When turned on, reflections will be "dispersed" and may become fuzzy. The fuzziness is also controlled by the reflection sharpness of the surface material, which may be controlled in the Material Lab if it is a texture that has applied from the Material Explorer. When glossy effects are turned off, all reflections will be perfectly sharp, i.e. non-fuzzy. Having this turned on usually implies longer render time.
Increasing this value will generate less noisy reflections in the final image. It will only affect surfaces that have a material with reflection sharpness below 1.
Denoising can be used to reduce the noise (which can occur from lower sample sizes) in the final image at the expense of longer render time and possibly loss of detail. When a Rectangular area light has been used, or when "Use Area Light" is checked for a Florescent ceiling from the Lights extension , turning denoising on is recommended.
A larger radius will increase the effect of the denoising since the graphics engine will analyze more samples to remove noise. This will result in longer render time but possibly higher quality images.
If set to a higher value, the denoiser will smooth more details in the image, resulting in an image with less noise. The expense of increasing the strength is a loss of details in the original image.
Global illumination settings are only available when Natural light or 360° with natural light is set in Render Mode.
When Global illumination (GI) is turned on, the graphics engine will try to simulate indirect lighting, i.e. light that bounces off the surfaces in the scene. This is a critical feature for producing photo-realistic images.
The process of calculating indirect lighting is divided into two steps:
- Produce a GI estimate.
- Produce a GI cache.
Increase this value to improve the quality of the first GI estimate. Generally though, there is no need to change this value.
Hemisphere sampling rate
Increase this value to improve the accuracy of each individual GI sample at the expense of longer render time.
Increasing this value will produce a smoother indirect lighting but it also means that more details will be lost.
Number of passes
By increasing this value, a larger number of GI samples will be created, resulting in a more accurate GI signal. Increasing this value also results in longer render time.
Decrease to improve the quality of the GI cache at the expense of longer render time. The impact on the render time is quite high. Generally, it is good to avoid editing this value but it could be useful for specific rendering scenarios.
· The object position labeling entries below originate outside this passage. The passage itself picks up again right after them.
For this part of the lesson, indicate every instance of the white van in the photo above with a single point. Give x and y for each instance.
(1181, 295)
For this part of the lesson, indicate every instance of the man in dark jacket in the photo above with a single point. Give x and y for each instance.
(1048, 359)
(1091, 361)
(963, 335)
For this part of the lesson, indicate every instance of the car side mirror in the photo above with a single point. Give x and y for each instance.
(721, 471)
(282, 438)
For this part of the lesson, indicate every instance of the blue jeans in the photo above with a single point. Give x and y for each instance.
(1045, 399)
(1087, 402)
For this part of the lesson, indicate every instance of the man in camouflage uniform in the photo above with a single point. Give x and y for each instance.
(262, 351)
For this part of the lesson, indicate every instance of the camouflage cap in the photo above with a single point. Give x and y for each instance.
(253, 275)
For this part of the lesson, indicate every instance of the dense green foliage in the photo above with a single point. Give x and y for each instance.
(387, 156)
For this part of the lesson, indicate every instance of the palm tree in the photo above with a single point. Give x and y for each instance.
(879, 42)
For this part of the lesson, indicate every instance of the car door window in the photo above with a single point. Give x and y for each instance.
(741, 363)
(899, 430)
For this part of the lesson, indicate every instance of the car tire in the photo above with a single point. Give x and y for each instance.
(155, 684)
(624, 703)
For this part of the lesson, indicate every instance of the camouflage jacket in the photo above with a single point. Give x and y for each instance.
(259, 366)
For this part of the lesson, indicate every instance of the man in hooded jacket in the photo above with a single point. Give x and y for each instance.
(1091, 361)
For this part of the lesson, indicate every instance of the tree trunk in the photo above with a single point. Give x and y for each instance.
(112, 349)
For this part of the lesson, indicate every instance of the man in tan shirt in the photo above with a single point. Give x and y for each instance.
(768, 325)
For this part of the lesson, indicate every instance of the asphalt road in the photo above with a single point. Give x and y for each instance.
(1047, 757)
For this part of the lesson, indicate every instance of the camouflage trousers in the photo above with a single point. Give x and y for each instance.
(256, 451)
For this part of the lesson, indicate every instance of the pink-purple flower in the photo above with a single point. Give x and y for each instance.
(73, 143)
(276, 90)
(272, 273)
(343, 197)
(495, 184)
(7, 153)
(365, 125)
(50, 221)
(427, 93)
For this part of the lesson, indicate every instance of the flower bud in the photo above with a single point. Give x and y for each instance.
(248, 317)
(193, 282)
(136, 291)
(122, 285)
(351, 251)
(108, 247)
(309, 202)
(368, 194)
If you are decreasing this value, make sure that “Hemisphere sampling rate” is increased, otherwise there is a great risk of introducing GI errors in the rendering.
Enable/disable the high precision computation mode for the GI cache. If enabled, small geometric details are automatically detected and captured by the GI calculation. For instance, this helps when rendering fine geometry variations like cabinet gaps, tile edges, window frames etc. Its impact on render time depends on the scene but is usually fairly low.